Can Government Efforts Help Parents Combat Childhood Obesity?

Staff - - 07/19/2011

While a report released earlier this month indicates that New York ranks 41st in the nation for adult obesity rates, the state ranks 16th in childhood obesity rates. The ranking is a cause for concern for everyone from mothers and fathers to policy officials and health care providers.

According to "F as in Fat, How Obesity Threatens America's Future 2011," a report compiled by the Trust for America's Health and the Robert Wood Johnson Foundation, 17 percent of New York's kids are obese. About one-quarter of adults are considered obese. An individual is considered obese when their body mass index (BMI) is 30 or above.

Mississippi ranked first in the report for both adult and childhood obesity. About 21 percent of children in the state are considered obese. Oregon, by contrast, ranked last with a childhood obesity rate of 9.6 percent.

The Trust for America's Health focuses on the health care costs associated with obesity in the report, whose authors recommend more government investment in obesity prevention programs.

The monetary costs of health care associated with obesity are staggering. According to the Centers for Disease Control and Prevention, $147 billion was spent on such care in 2008. And according to a report in the same year by the office of the New York State Comptroller, health care costs for New York's 1.1 million obese children hit about $242 million.

The comptroller notes that since 1978, the obesity rate for kids in New York ages two to five and 12 to 19 has tripled. The obesity rate for ages six to 11 has quadrupled.

An ongoing debate exists between those who believe that personal choice should prevail in this situation, while others say the government should establish programs and services to curb increasing rates of obesity, both amongst children and adults.

In my most recent Green Parenting column, I discussed the issue of advertising directed at children and how such practices have been attributed to children eating junk food and leading sedentary lifestyles. I discussed an effort by the American Academy of Pediatrics to convince government entities to do more to regulate the types of foods that are advertised to children.

And the comments rolled in.

One commenter said, "Who is in control here? If you don't want your children to eat stuff that is bad for them, don't give it to them. Are the children the ones placing the items on the conveyor belt and swiping their credit cards in order to pay for the items? Stop trying to get the (nanny) state involved in all aspects of my family's life."

Another commenter said, "This is America's biggest issue, people like this tellin' us all how to live and how to raise our children, 'cause we must all be morons. The government's become adept at this slop."

These commenters might be surprised to know that I believe that parents hold the ultimate control over how their children eat. That's partially why I don't have television in my home, because I don't want my two-year-old to be indoctrinated by commercials for unhealthy processed foods like Lucky Charms and Fruit Roll-Ups. Of course no one is immune to the effects of advertising, but parents can reduce childrens' exposure to it as much as they can, and it is our right as parents to do that.

I also agree that the government is, largely, an overly burdensome entity on the American public. Where we differ though is in the recognition that the government isn't disappearing anytime soon. Thus I believe the public should urge it to fund issues of public health through more strict control of corporate advertising instead of, let's say, paying senators and house members more than 10 times the federal poverty level.

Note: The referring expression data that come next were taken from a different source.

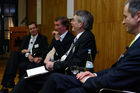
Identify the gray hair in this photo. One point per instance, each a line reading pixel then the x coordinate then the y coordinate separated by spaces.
pixel 134 6
pixel 86 18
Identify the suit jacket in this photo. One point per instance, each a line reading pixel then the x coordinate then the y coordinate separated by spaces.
pixel 124 75
pixel 79 53
pixel 39 47
pixel 61 47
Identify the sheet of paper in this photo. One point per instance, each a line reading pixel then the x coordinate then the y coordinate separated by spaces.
pixel 36 71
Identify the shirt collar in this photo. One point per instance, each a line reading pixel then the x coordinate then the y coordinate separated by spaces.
pixel 34 36
pixel 63 35
pixel 77 37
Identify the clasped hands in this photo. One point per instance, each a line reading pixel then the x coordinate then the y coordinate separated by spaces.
pixel 49 64
pixel 83 76
pixel 34 59
pixel 30 57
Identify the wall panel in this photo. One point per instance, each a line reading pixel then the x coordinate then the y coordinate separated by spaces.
pixel 50 10
pixel 31 11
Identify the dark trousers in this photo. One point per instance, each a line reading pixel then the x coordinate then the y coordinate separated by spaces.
pixel 11 68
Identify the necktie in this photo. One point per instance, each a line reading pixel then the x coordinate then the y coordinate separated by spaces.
pixel 132 43
pixel 50 54
pixel 66 54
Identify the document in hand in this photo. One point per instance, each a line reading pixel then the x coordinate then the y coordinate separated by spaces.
pixel 36 71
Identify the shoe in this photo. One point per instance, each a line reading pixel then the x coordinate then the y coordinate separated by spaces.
pixel 4 91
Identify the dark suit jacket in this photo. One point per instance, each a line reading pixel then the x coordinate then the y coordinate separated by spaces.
pixel 124 75
pixel 38 50
pixel 61 47
pixel 79 52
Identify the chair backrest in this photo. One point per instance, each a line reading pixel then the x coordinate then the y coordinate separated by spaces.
pixel 106 90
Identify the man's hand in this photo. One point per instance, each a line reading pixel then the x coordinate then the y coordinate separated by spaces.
pixel 56 35
pixel 49 65
pixel 82 76
pixel 37 59
pixel 30 57
pixel 24 51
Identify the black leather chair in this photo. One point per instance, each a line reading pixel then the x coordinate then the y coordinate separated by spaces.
pixel 106 90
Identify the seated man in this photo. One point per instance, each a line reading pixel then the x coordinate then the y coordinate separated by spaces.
pixel 124 75
pixel 62 39
pixel 76 55
pixel 29 55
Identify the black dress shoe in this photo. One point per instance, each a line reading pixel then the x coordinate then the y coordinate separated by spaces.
pixel 4 91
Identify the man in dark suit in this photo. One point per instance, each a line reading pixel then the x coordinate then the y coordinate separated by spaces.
pixel 124 75
pixel 29 55
pixel 76 55
pixel 62 39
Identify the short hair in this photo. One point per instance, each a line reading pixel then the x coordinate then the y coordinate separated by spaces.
pixel 64 21
pixel 86 17
pixel 32 23
pixel 134 6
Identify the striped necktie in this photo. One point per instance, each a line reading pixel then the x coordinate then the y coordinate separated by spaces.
pixel 132 43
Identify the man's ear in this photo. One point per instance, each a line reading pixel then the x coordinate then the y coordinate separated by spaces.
pixel 138 16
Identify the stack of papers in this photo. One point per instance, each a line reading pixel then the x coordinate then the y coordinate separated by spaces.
pixel 36 71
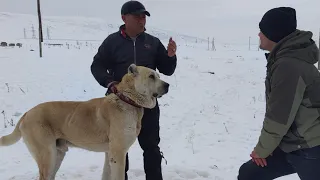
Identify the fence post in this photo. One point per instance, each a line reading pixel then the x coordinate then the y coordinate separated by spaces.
pixel 319 52
pixel 40 28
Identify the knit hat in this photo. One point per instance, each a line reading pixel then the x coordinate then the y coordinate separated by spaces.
pixel 278 23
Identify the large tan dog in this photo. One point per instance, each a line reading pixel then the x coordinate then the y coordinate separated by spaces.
pixel 109 124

The other burden of advocating for personal freedom is acknowledging the importance of education, which starts at home and extends to our schools, where it's often the norm to see vending machines filled with soda, candy bars and chips. Of course people like Sarah Palin can rally supporters in the name of eating whatever one pleases, but true personal freedom exists in choosing to stay away from fast food because it's bad for our health.

I'm not telling anyone how to raise their children. I believe in personal liberties as much as the next American, but I also believe in doing what I can, through my writing in this case, to spotlight issues where one's choices might be influenced by those with unabashed profit motives. Of course you have the right to not to feed your kids fruits and vegetables, but if they end up with type-II diabetes, should it be the public's burden to pay for your ill-informed decisions?

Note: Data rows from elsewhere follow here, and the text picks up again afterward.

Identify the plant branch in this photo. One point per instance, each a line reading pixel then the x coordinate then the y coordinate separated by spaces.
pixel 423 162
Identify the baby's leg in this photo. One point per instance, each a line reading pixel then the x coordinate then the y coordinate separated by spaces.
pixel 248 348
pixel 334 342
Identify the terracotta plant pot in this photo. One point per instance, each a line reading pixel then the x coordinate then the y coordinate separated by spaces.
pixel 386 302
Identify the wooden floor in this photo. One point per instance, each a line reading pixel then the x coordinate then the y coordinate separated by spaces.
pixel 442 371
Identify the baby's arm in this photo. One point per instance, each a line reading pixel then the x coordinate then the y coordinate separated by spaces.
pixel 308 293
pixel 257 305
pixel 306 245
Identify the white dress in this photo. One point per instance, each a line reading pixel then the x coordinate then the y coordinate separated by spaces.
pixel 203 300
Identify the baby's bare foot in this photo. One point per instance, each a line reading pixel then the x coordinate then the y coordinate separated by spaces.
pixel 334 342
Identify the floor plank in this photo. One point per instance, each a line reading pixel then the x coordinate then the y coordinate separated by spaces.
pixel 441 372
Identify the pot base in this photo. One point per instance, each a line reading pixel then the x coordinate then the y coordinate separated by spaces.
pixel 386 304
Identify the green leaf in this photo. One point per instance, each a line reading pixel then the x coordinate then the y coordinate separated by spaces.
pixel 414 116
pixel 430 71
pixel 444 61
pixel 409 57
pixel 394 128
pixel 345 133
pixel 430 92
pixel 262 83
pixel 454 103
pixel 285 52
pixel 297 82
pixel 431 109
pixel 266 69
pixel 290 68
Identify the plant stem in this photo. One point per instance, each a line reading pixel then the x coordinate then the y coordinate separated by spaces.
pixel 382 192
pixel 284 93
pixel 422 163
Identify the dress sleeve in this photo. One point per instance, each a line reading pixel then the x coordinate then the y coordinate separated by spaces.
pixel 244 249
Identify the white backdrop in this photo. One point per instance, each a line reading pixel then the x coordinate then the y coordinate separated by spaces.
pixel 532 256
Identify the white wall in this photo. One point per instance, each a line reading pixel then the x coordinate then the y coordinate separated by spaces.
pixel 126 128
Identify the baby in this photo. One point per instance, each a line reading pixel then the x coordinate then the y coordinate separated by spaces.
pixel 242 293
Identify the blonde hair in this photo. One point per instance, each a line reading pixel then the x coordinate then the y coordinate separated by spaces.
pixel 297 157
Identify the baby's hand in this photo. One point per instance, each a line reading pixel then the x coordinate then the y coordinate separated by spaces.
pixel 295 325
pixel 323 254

Whether you lean left or right, it's undeniable that this nation faces an obesity epidemic, and it's hitting home here in New York, especially for many of our children, the lives of whom could be cut short from health complications--diabetes, cancer and heart disease--associated with obesity. Government programs play a role in educating parents and children about the importance of eating healthy and exercising, but such efforts are small compared to the ordinary choices that we make on an everyday basis.